When a pipeline is resumed:

  1. Engine.ResumePipeline(ctx, runID) loads the run record to get the pipeline name.
  2. The checkpoint data (pipeline_runs.checkpoint_data) is deserialized.
  3. The pipeline definition is matched by name (must have resumable: true).
  4. RenderContext is reconstructed from the saved step results.
  5. Execution continues from the checkpointed step_index.
  6. New checkpoints are saved before each remaining step.
  7. On completion, the run is marked PipelineDone or PipelineCancel.

Workflow Recovery

How It Works

  1. On startup, Recover() queries jobs where state = JobRunning.
  2. For each incomplete job: a. If auto_resume: false, mark as JobFailed — administrator intervention required. b. If auto_resume: true, the job is marked for resumption.

Workflow jobs don’t currently have a heartbeat mechanism.

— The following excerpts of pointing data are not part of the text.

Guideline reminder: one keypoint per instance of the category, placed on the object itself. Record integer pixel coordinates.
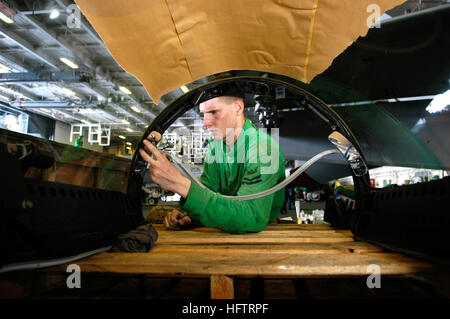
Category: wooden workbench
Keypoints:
(280, 251)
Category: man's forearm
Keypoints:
(182, 187)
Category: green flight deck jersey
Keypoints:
(255, 164)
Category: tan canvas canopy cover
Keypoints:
(169, 43)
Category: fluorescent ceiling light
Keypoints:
(439, 103)
(67, 91)
(134, 108)
(69, 63)
(5, 18)
(5, 67)
(54, 14)
(124, 90)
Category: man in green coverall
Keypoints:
(241, 160)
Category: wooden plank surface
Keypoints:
(222, 287)
(303, 251)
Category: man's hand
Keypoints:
(163, 173)
(177, 220)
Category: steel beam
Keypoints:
(28, 48)
(45, 76)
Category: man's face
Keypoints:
(219, 114)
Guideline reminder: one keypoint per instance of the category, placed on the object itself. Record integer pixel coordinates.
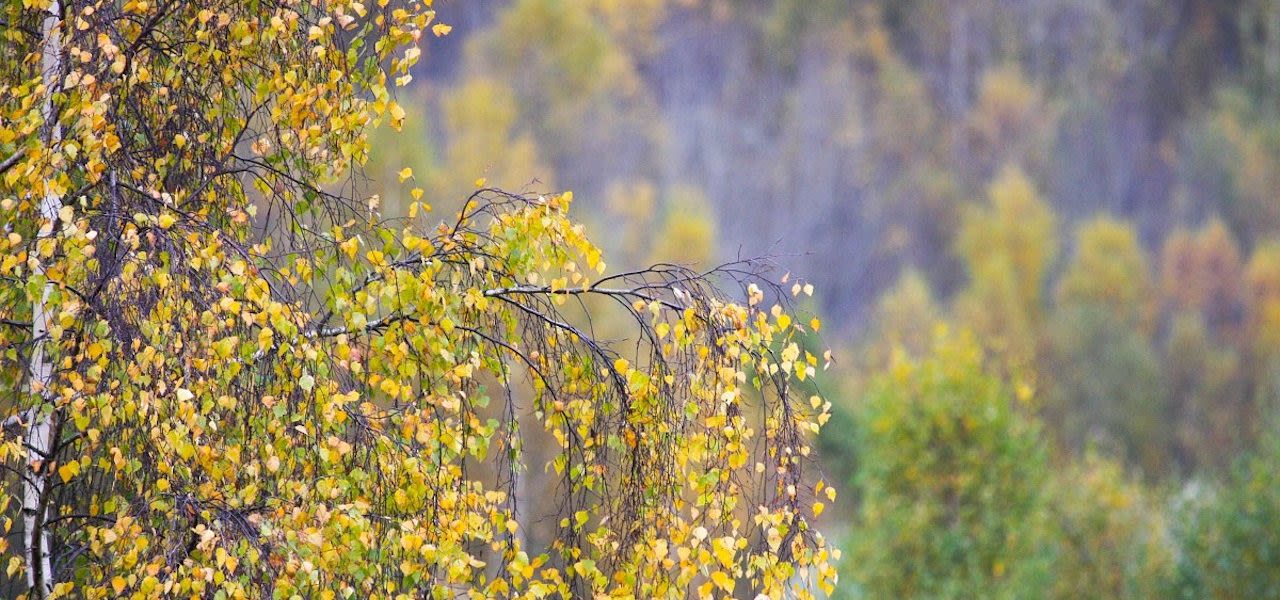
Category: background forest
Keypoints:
(1045, 236)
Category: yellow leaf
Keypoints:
(68, 471)
(723, 581)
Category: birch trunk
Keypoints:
(40, 425)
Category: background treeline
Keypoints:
(1083, 195)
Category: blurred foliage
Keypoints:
(1008, 247)
(1089, 187)
(1110, 270)
(1106, 386)
(1226, 535)
(1112, 541)
(951, 480)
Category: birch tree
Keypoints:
(228, 376)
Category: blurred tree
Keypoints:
(391, 152)
(1104, 386)
(1264, 325)
(688, 230)
(483, 142)
(905, 320)
(1112, 537)
(1010, 120)
(575, 86)
(1228, 543)
(1210, 412)
(951, 479)
(1203, 273)
(1110, 270)
(1008, 247)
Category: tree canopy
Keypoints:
(227, 375)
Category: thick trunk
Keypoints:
(40, 425)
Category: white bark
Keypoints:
(41, 370)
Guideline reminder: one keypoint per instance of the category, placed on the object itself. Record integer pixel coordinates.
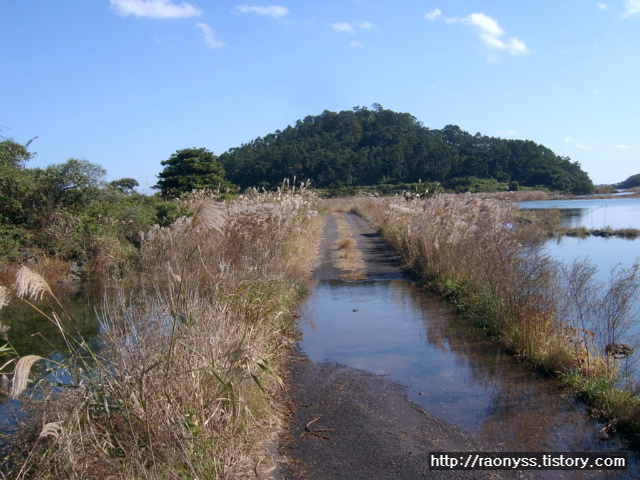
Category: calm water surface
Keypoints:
(594, 213)
(449, 368)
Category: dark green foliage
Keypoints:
(125, 185)
(632, 182)
(68, 211)
(14, 154)
(191, 169)
(371, 147)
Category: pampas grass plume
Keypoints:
(31, 285)
(21, 373)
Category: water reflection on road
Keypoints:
(394, 328)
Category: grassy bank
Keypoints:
(488, 265)
(185, 381)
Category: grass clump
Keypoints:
(485, 258)
(185, 380)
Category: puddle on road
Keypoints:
(450, 369)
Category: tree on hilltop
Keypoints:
(191, 169)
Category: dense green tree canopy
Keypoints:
(191, 169)
(371, 147)
(632, 182)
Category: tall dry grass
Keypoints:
(186, 381)
(489, 265)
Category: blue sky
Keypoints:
(125, 83)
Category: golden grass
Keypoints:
(347, 257)
(187, 382)
(21, 374)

The recovery manager treats all incomplete jobs as immediately stale.

Limitations

  • Workflow recovery currently only identifies stale jobs for manual/external resumption.
  • The actual resume execution from a specific step requires the workflow YAML and task definitions — these must still be available on disk.
  • For workflows with resumable: true, step states are written to the steps table, but automatic resume from the last incomplete step is not yet implemented.

Admin Endpoints

The Recovery Manager exposes methods for programmatic access:

// List incomplete pipeline runs
manager.GetIncompletePipelines()  // → []*model.PipelineRun

// List incomplete workflow jobs
manager.GetIncompleteWorkflows()  // → []*model.Job

HTTP endpoints can be built on top of these methods (not yet implemented):

GET  /service/recovery/incomplete           # list all incomplete runs
POST /service/recovery/resume/pipeline/:id  # manually resume a pipeline
POST /service/recovery/resume/workflow/:id  # manually resume a workflow

Best Practices

Enable for Long-Running Workloads

resumable: true   →  pipelines that process batch RSS feeds, large file imports
resumable: false  →  fast pipelines (< 5 seconds), simple notifications

Tune the Stale Timeout

stale_timeout: 2m   →  fast pipelines, aggressive recovery
stale_timeout: 10m  →  batch processing, lenient recovery
stale_timeout: 1h   →  very slow pipelines, conservative

Safety

  • Recovery only touches runs in PipelineStart status. Runs that already completed (PipelineDone / PipelineCancel) are never touched.
  • The idempotency guard (event_consumptions) prevents a recovered run from re-processing an already-consumed event.
  • The max_resume_age cap prevents attempting to resume runs that are so old the original event context is meaningless.

Testing

go test ./pkg/recovery/...
go test ./pkg/pipeline/...     # ResumePipeline tests
go test ./internal/store/...   # PipelineStore checkpoint tests

Dependencies

  • Requires MySQL for state persistence (checkpoint data, heartbeat timestamps).
  • Pipeline recovery requires pipeline definitions to still be present in the running config.
  • Workflow recovery requires workflow YAML files to still exist on disk.
  • The resumable flag must be set on the pipeline/workflow definition to opt in.